Monday, Feb. 02, 1970
Prophet, Seer and Innovator
He was 77 when he became president of the Church of Jesus Christ of Latter-day Saints--by Mormon definition, their "prophet, seer and revelator." That was well past the age when many Protestant church leaders retire, even past the recommended retirement age (75) that Pope Paul VI has set down for Roman Catholic bishops. But when he died last week of acute heart congestion at the age of 96, even his final years of feebleness could not dim the conviction that David O. McKay had done more in his 19-year tenure to change the image and direction of the Mormon Church than any president since Brigham Young himself.
Reviewing his life in 1968, McKay suggested that his greatest achievement was to have made the church a worldwide organization. During his presidency, the Mormon rolls expanded from just over 1,000,000 to 2,815,000. He opened five new Temples: in Oakland, Los Angeles, New Zealand, Switzerland and London. The Temples --not to be confused with lower-ranking Mormon meeting houses--enabled Europeans for the first time to perform the sacred Mormon Temple rites, such as "endowment" (a vow to live church principles) or "sealing" of marriages "for time and eternity," without traveling to North America.

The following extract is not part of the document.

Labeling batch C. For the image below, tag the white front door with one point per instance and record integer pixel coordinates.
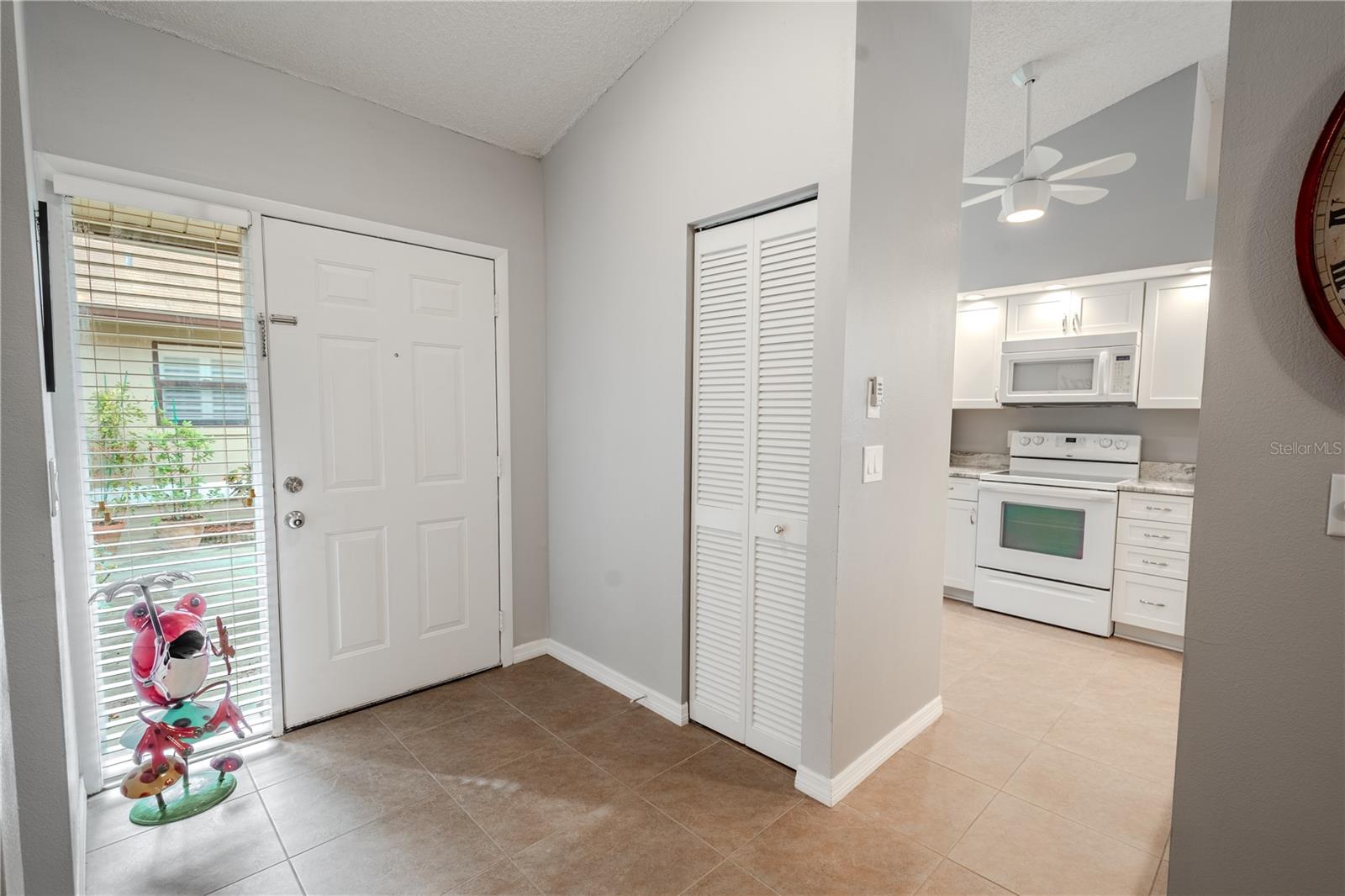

Missions grew from 43 to 89. Mormon dioceses, called "stakes," grew from 191 to 496. Conversions in foreign countries soared. There were 5,000 Mormons in the British Isles the year before McKay took office; there are 78,000 today. In New Zealand, the Mormons can now claim 8% of the country's Maori population.
Global Thinking. David Oman McKay was the grandson of Scottish and Welsh immigrants, Mormon converts, who settled in Utah in the mid-19th century. Born near Ogden on a farm that he maintained until his death, McKay followed his father, a farmer-teacher, into education. But a turn as a church missionary in Scotland involved him ever after in church affairs, and by 1906, at the age of 32, he was called to membership in the Council of the Twelve Apostles, the church's governing body.
McKay had to wait 45 years before he acceded to the presidency; seniority among the Apostles has been a traditional criterion for presidential selection. In the meantime, he addressed himself assiduously to church work, rising daily at 4 a.m. for a period of contemplation before striding over to the church offices. A 13-month, 63,000-mile tour of mission territories in the late 1920s set the pattern of his global thinking; terms as Counselor to two successive Mormon presidents, Heber J. Grant and George Albert Smith, brought him more and more into top-level decisions. When Smith died in 1951, McKay became ninth president of the church and, according to Mormon theology, the only man on earth who can be "the living oracle of God."
Affable Image. It was not McKay's style to rely on his unique position as the source of church revelation. He used his power with clear authority, but he was even better known for his gentleness and good humor. Tall and strong-voiced, his amiable face framed by a shock of flowing white hair, McKay was an affable new image of Mormonism to a world that had previously seen the Mormon leaders as dour, dark-suited figures. He was perhaps the first Mormon president to treat non-Mormons as generously as members of his own faith.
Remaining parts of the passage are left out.